I believe we have to trust the player and recognise when it leaves our hands, it’s their game, not ours
I think we can learn from the joy of puzzle-box design and bring the same qualities of delight into experiences with longer playability, greater player focus and therefore the potential to deliver greater life-time delight. I appreciate that may sound a bit ‘worthy’ to some F2P guys out there; but it really isn’t.
This industry needs us to produce entertainment which sustains an audience. However, the premium game designers have to learn from us F2P guys too. The premium/console approach leads to short-term engagement and a hit driven industry. That is a costly and essentially unsustainable in my opinion; although there will always be a few survivors whose exceptions stand out.
The design of a linear game takes away a lot of pressure from a designer. We have more control over the experience and that means we can craft the results perfectly to deliver the emotional and artistic vision we have. Sandbox and creativity games mean we have to surrender some of our creative vision to others; to an audience who won’t (can’t?) care about this game as much as we do. They are bound to have different experiences than we expected. That can be a scary idea. It means that we might fail to do our job of entertaining them. On the other hand by focusing on repetition we risk losing some of the essential fun and find ourselves creating a grind which players have to endure to get the payoffs in our game which are hidden behind artificial barriers of money, time or long term commitment.
I believe that there is another way. We don’t have to give up all control. We can create emergent systems which feed a sense of progression without having to make that experience bland.

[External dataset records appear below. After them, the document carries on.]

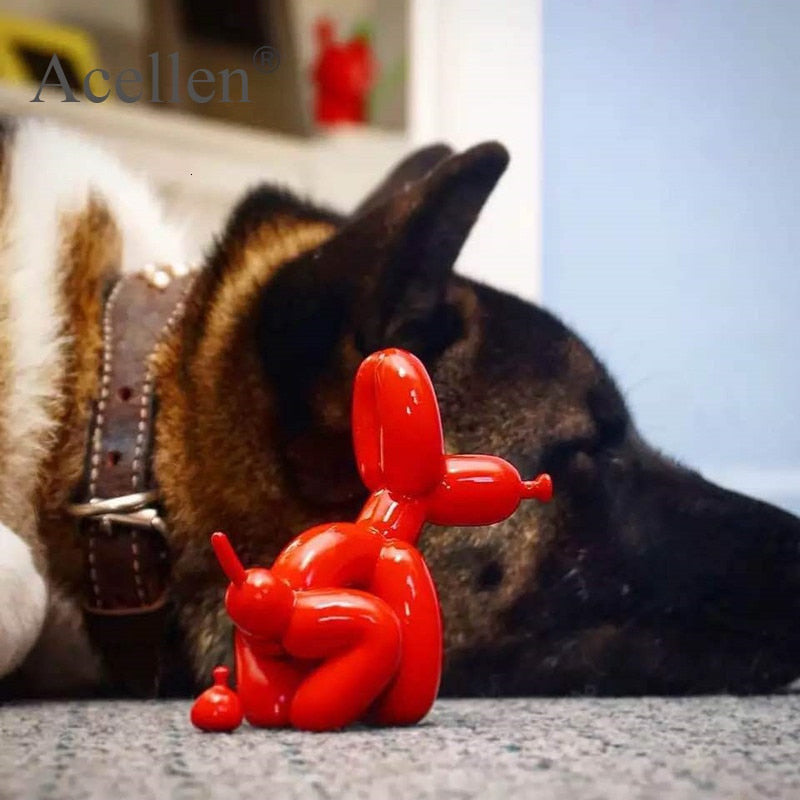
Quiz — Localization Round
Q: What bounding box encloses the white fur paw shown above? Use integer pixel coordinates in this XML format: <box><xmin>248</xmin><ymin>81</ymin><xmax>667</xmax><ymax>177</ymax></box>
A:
<box><xmin>0</xmin><ymin>523</ymin><xmax>47</xmax><ymax>678</ymax></box>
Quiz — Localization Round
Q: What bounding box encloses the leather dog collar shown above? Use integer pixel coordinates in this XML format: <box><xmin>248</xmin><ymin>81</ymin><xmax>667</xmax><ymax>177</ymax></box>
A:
<box><xmin>66</xmin><ymin>264</ymin><xmax>196</xmax><ymax>696</ymax></box>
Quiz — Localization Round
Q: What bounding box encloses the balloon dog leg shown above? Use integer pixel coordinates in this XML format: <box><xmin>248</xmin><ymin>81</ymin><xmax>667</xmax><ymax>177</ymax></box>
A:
<box><xmin>368</xmin><ymin>541</ymin><xmax>442</xmax><ymax>725</ymax></box>
<box><xmin>283</xmin><ymin>589</ymin><xmax>402</xmax><ymax>731</ymax></box>
<box><xmin>235</xmin><ymin>632</ymin><xmax>308</xmax><ymax>728</ymax></box>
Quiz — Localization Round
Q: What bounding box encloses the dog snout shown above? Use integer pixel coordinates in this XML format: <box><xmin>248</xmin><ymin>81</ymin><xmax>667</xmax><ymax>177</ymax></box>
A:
<box><xmin>623</xmin><ymin>462</ymin><xmax>800</xmax><ymax>690</ymax></box>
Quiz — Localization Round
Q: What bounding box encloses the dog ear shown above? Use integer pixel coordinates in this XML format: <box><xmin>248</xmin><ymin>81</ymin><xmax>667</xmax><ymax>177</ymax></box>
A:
<box><xmin>253</xmin><ymin>143</ymin><xmax>508</xmax><ymax>506</ymax></box>
<box><xmin>351</xmin><ymin>143</ymin><xmax>454</xmax><ymax>218</ymax></box>
<box><xmin>350</xmin><ymin>140</ymin><xmax>509</xmax><ymax>357</ymax></box>
<box><xmin>257</xmin><ymin>141</ymin><xmax>509</xmax><ymax>399</ymax></box>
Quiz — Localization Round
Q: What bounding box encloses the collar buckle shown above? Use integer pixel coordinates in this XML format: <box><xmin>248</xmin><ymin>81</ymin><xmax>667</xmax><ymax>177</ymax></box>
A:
<box><xmin>66</xmin><ymin>490</ymin><xmax>166</xmax><ymax>535</ymax></box>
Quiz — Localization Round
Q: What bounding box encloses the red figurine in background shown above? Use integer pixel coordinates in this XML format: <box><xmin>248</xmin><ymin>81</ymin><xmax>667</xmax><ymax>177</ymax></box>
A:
<box><xmin>312</xmin><ymin>18</ymin><xmax>375</xmax><ymax>126</ymax></box>
<box><xmin>190</xmin><ymin>349</ymin><xmax>552</xmax><ymax>733</ymax></box>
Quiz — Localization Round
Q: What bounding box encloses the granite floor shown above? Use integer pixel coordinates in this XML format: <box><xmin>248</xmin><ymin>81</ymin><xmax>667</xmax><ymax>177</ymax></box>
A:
<box><xmin>1</xmin><ymin>696</ymin><xmax>799</xmax><ymax>800</ymax></box>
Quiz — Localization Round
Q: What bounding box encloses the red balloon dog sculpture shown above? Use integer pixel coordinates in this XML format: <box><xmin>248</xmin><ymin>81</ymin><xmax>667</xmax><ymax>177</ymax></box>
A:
<box><xmin>191</xmin><ymin>349</ymin><xmax>553</xmax><ymax>732</ymax></box>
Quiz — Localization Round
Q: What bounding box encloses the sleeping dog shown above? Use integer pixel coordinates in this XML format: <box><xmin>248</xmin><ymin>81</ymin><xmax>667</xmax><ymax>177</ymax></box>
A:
<box><xmin>1</xmin><ymin>117</ymin><xmax>798</xmax><ymax>698</ymax></box>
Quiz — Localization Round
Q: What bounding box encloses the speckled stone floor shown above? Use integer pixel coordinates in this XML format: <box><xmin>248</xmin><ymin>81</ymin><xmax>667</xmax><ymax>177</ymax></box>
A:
<box><xmin>1</xmin><ymin>696</ymin><xmax>799</xmax><ymax>799</ymax></box>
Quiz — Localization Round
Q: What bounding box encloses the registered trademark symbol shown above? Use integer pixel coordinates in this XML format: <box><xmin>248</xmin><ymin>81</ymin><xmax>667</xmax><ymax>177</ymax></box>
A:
<box><xmin>253</xmin><ymin>45</ymin><xmax>280</xmax><ymax>74</ymax></box>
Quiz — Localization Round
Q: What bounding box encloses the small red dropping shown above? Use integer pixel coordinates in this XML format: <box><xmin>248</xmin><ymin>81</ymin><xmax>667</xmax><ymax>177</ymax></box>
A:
<box><xmin>190</xmin><ymin>665</ymin><xmax>243</xmax><ymax>732</ymax></box>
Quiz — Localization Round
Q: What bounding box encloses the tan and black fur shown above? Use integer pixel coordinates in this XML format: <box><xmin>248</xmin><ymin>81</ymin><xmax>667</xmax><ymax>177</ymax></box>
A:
<box><xmin>3</xmin><ymin>121</ymin><xmax>800</xmax><ymax>698</ymax></box>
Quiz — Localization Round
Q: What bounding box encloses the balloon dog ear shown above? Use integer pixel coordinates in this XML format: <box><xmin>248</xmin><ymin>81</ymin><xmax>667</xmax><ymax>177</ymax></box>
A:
<box><xmin>351</xmin><ymin>349</ymin><xmax>445</xmax><ymax>495</ymax></box>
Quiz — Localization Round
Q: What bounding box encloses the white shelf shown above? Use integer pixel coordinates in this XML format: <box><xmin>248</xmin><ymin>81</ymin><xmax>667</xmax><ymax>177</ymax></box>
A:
<box><xmin>0</xmin><ymin>81</ymin><xmax>410</xmax><ymax>258</ymax></box>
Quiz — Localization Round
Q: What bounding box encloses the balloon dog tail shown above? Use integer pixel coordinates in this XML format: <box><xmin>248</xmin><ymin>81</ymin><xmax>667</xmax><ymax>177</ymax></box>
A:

However to do that I believe we have to trust the player and recognise when it leaves our hands, it’s their game, not ours. That means looking not just for the fun, but also the magical moments that make them feel special. Indeed creating space for those moments to take shape. That takes an understanding of how we can deliver a sense of uncertainty as much as having the room for players to feel they have a genuine choice in how they play. This effects the level of frustration, pace and pleasure moments in each playing loop as well as across the lifetime of the game.
Realising that we need to punctuate the pleasure of playing and satisfy the players craving and engagement changes our attitudes to design at the same time as requiring us to pay attention to what they are doing when they are not playing and what we can do to entice them back. I still think we can make (even) better games.